O artigo, escrito a partir da leitura de um boletim de debate ao qual a autora teve acesso, explica que as fortes tensões em torno dos debates pré-congresso do NPA foram principalmente o produto de uma "série de decepções, eleitorais e estratégicas", desde as eleições presidenciais de 2017, em que o partido "se isolou politicamente, se construindo tendo em base a oposição a todas as correntes da esquerda".

Não sabemos se essa interpretação reflete um posicionamento da autora, mas é certo que ela é compartilhada por uma série de ex-membros da LCR ou do NPA, muitos dos quais se encontram hoje na LFI (La France Insubmisse, partido de Mélenchon), no PCF e até mesmo no PS. Esse tipo de raciocínio vem de uma lógica baseada nas eleições e no relacionamento com a esquerda institucional, que não é a da luta de classes e da perspectiva revolucionária, que é a visão de uma maioria dos militantes do NPA. O enredo de uma oposição que acusa a direção histórica de "querer se aproximar dos amigos de Jean-Luc Mélenchon e de abandonar a pureza revolucionária’ por um reformismo considerado culpado", realmente oferece uma explicação que, sem dúvidas, é conveniente, mas é falsa e mascara o que é essencial.

É mentira, pois não é isso, definitivamente, o que está em jogo, ao contrário do que Sylvia Zappi diz, ninguém acusa essa direção de "querer se aproximar dos amigos de Jean-Luc Mélenchon". Os camaradas seduzidos por essa perspectiva já o fizeram, em várias ondas de rompimento de militantes e de dirigentes do NPA que foram em direção à Frente de Esquerda, e depois à LFI.

Tudo isso mascarando o que é essencial, porque a realidade é muito mais complexa. As origens da atual crise do NPA devem ser encontradas na incapacidade de sua antiga corrente majoritária de dar peso e de se consolidar nas mobilizações históricas dos últimos anos (movimento contra a lei trabalhista de Hollande, movimentos da SNCF, dos Coletes Amarelos depois da reforma da previdência de Macron), e especificamente no fracasso do projeto fundador do NPA.

As verdadeiras razões da crise atual

Antes de tudo, o principal nessa situação é que se a antiga direção está considerando a possibilidade de uma cisão, que alguns querem que aconteça “amigavelmente”, é porque ela se tornou uma minoria na base da organização e, seu registro como maioria relativa resultante do Congresso de 2018, não lhe permite chegar ao próximo Congresso com um pingo de otimismo.
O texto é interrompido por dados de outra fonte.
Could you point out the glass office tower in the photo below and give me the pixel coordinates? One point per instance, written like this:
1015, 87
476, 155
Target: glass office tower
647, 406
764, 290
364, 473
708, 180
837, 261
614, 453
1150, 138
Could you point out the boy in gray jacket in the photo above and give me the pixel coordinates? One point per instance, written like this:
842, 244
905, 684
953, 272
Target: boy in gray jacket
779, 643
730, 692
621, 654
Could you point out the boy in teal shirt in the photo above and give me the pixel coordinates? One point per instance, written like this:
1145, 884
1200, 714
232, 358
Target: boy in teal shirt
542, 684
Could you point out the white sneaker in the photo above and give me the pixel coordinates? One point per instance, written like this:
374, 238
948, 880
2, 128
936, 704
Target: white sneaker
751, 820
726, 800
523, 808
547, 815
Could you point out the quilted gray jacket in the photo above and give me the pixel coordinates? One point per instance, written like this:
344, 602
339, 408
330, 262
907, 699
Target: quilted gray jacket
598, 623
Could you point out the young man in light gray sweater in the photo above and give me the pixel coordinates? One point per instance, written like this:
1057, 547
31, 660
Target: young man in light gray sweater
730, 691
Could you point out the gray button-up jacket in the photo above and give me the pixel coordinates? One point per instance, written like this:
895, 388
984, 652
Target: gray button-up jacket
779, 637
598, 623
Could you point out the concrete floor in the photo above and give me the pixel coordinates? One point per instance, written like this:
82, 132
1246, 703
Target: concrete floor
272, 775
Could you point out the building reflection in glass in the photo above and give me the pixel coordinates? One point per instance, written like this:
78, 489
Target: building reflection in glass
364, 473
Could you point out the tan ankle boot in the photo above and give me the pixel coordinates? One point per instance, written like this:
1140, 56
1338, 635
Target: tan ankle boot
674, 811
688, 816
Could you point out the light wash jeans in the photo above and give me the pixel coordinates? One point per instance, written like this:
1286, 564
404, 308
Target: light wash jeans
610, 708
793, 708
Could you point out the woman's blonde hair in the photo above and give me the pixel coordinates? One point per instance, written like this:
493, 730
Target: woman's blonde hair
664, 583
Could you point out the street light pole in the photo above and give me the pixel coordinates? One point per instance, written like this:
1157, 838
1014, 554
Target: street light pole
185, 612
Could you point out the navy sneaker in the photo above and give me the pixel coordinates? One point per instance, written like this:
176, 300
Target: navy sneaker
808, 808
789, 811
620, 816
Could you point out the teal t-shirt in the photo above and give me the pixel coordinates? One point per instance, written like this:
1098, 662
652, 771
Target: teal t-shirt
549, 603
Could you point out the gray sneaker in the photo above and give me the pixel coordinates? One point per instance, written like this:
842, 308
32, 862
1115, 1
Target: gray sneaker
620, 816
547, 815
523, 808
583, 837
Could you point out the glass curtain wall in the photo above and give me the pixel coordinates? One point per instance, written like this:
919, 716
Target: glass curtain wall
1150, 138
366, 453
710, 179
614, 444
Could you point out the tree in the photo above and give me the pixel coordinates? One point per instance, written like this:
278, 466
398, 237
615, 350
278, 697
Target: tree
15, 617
Essa avaliação não é sobre os períodos eleitorais, mas sim sobre a intervenção do partido na luta de classes nos últimos períodos e diante de novos fenômenos políticos que possam ter surgido nesse campo. Além das intervenções de Olivier Besancenot na mídia, muitas vezes corretas, o NPA e sua direção tinham muita dificuldade de entender a situação, de intervir corretamente e de aparecer como uma alternativa possível aos olhos de milhares de protagonistas dessas mobilizações.

Essa avaliação é menos negativa do lado das outras tendências. Ao lado de Gaël Quirante, mencionado no artigo do Le Monde, que desempenhou um papel de liderança frente às mobilizações dos trabalhadores postais e de outros setores em Hauts-de-Seine, encontramos a maioria dos militantes que, para usar a expressão do artigo, "têm influência em certas mobilizações da juventude ou entre as minorias mais radicais de movimentos sociais".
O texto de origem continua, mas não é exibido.